Hollywood heavyweights Steven Spielberg and New Zealander Peter Jackson have spoken out about exorbitant ticket prices audiences being charged to watch substandard 3D movies.
Some films are shot in traditional 2D and later transformed into 3D, often producing poor quality movies, but allowing higher ticket prices, Spielberg and Jackson say.
"I think the 3D situation is kind of interesting at the moment because, after Avatar, it survived for a while as this premium experience with higher ticket prices.
"But I think the audiences have now come to realise there are bad movies that can be in 3D as well and, on top of that, you're being charged an extra $5 to see a movie that was as bad as one you saw in 2D," said Jackson, sitting alongside Spielberg at popular culture convention Comic-Con.
Jackson and Spielberg have teamed up to make The Adventures of Tintin: Secret of the Unicorn, based on the comic books by Belgian artist Georges "Herge" Remi.
The film is shot in 3D and uses cutting-edge performance capture technology, with Spielberg directing and Jackson producing.
The two have worked on the project for six years.
Spielberg said he hoped filmmakers got so proficient with 3D that audiences eventually wouldn't notice if a film was 3D or 2D so it became just another tool to help tell a story.

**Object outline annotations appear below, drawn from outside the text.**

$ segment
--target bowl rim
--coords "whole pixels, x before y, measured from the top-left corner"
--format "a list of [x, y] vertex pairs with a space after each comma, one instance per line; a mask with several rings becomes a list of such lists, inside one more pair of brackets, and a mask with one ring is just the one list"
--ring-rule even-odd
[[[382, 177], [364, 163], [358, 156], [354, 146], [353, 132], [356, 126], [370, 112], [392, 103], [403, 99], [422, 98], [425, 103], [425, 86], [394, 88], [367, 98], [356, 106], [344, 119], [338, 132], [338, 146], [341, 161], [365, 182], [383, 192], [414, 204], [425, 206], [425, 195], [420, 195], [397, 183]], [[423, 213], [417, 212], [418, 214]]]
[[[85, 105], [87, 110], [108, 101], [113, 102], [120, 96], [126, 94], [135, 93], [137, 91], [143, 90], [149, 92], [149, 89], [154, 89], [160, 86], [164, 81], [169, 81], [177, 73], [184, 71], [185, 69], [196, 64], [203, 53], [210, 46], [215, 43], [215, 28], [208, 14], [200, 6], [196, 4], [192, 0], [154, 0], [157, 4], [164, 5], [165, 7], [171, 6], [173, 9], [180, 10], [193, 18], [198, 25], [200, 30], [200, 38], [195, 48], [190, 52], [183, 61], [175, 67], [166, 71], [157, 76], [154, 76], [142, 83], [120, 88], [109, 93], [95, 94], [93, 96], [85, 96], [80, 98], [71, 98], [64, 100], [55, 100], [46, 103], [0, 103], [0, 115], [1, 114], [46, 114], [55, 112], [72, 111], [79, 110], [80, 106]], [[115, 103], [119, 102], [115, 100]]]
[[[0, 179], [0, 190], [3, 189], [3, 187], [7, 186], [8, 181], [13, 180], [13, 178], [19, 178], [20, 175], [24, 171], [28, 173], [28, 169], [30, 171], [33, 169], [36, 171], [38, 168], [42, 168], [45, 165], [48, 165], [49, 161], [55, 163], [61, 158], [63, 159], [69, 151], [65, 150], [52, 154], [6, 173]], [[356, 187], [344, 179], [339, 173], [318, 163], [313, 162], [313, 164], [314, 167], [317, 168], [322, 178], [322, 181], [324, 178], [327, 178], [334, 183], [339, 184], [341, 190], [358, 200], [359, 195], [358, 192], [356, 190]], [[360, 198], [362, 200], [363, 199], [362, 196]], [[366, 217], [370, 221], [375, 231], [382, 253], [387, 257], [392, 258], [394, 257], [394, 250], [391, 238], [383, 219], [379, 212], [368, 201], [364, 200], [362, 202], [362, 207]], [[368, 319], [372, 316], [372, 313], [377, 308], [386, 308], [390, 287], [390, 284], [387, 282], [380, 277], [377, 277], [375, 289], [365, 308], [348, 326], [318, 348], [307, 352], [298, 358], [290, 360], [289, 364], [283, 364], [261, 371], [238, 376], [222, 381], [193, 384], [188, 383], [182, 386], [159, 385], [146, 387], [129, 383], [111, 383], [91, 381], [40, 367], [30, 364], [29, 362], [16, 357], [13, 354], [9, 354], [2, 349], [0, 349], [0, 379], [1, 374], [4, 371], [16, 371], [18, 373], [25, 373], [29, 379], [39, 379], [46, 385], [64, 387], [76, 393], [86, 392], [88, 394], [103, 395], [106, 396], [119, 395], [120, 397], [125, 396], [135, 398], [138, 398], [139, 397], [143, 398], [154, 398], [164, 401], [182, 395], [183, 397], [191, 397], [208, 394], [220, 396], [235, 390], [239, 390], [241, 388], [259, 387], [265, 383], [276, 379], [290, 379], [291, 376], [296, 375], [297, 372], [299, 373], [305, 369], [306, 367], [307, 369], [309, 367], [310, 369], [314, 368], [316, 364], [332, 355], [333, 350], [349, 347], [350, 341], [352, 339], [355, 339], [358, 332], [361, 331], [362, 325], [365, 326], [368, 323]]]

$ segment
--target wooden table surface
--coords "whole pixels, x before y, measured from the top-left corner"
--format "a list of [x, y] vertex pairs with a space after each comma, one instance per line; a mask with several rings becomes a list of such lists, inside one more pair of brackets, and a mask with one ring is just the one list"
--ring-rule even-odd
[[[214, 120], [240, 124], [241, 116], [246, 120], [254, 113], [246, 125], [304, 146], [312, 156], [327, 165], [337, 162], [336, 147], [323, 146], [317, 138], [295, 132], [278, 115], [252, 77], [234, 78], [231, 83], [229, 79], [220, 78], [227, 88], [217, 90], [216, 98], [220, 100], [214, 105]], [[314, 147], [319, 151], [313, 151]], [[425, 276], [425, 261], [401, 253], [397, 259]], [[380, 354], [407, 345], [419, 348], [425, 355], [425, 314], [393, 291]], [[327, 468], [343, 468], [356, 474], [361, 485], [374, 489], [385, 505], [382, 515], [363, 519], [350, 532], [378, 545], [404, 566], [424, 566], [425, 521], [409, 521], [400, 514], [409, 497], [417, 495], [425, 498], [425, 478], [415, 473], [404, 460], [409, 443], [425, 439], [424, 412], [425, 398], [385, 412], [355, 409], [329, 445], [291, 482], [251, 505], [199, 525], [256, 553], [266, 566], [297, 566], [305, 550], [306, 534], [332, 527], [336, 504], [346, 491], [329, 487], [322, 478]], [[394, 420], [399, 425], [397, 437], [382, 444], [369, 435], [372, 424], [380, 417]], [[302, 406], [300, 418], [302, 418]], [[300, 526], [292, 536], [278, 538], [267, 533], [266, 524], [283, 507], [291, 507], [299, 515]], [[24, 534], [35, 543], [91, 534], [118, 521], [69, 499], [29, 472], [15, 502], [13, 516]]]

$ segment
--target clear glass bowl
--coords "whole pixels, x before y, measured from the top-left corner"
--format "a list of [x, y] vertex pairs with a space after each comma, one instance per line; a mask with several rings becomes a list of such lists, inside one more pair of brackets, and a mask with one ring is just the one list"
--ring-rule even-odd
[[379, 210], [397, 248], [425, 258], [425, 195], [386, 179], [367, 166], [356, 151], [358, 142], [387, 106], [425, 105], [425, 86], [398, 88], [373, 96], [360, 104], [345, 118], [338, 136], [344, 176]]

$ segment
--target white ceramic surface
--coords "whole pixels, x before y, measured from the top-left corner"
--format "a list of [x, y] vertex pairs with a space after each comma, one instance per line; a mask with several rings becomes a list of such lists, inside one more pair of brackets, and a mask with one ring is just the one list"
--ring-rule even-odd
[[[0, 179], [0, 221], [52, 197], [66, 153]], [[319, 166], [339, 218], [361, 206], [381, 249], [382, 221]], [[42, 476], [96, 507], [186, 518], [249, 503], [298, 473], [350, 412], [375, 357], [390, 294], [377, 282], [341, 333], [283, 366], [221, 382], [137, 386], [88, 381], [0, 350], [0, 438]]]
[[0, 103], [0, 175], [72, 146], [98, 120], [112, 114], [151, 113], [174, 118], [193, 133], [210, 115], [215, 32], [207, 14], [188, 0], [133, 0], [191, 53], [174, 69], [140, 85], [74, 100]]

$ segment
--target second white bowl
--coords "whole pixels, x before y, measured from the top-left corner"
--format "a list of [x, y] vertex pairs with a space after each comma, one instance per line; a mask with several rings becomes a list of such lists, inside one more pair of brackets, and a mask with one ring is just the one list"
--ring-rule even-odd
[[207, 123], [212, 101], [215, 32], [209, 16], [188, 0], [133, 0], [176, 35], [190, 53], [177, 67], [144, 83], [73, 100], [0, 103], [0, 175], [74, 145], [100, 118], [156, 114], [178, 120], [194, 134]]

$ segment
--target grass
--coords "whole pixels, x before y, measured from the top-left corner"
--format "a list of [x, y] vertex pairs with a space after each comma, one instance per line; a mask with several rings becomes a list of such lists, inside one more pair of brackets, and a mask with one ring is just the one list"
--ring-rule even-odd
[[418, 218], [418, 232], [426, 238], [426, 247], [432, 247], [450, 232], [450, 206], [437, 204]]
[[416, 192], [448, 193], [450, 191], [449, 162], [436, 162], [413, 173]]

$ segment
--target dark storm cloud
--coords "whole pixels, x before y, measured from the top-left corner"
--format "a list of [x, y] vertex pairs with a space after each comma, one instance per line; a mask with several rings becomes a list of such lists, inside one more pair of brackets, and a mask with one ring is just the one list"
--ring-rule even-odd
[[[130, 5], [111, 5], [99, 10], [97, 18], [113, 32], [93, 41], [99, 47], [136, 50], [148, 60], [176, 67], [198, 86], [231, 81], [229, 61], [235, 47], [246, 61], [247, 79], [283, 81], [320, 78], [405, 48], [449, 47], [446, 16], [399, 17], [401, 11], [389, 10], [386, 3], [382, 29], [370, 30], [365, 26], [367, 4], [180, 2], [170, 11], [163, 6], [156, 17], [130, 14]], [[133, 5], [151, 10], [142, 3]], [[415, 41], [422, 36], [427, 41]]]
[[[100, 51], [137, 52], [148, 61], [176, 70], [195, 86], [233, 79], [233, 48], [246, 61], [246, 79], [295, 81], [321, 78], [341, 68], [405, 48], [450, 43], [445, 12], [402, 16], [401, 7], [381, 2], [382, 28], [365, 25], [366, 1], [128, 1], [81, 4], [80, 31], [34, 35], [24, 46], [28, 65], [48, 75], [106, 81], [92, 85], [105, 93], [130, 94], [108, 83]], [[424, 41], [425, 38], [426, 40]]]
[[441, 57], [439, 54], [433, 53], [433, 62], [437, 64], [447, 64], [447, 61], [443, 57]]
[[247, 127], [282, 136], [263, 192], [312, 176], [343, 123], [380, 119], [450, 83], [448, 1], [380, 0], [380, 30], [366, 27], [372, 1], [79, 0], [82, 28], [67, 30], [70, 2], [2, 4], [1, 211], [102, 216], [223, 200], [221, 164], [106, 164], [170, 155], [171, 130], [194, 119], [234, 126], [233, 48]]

"Then maybe they can make the ticket prices comparable to a 2D movie and not charge such exorbitant prices just to gain entry into a 3D one, with the exception of Imax, where we are getting a premium experience in a premium environment," Spielberg said.
"But, to show a 3D movie in a similar theatre in a multiplex next to another similar theatre showing a 2D movie, [I'm] hoping some day there will be so many 3D movies that the point of purchase prices can come down, which I think would be fair to the consumer."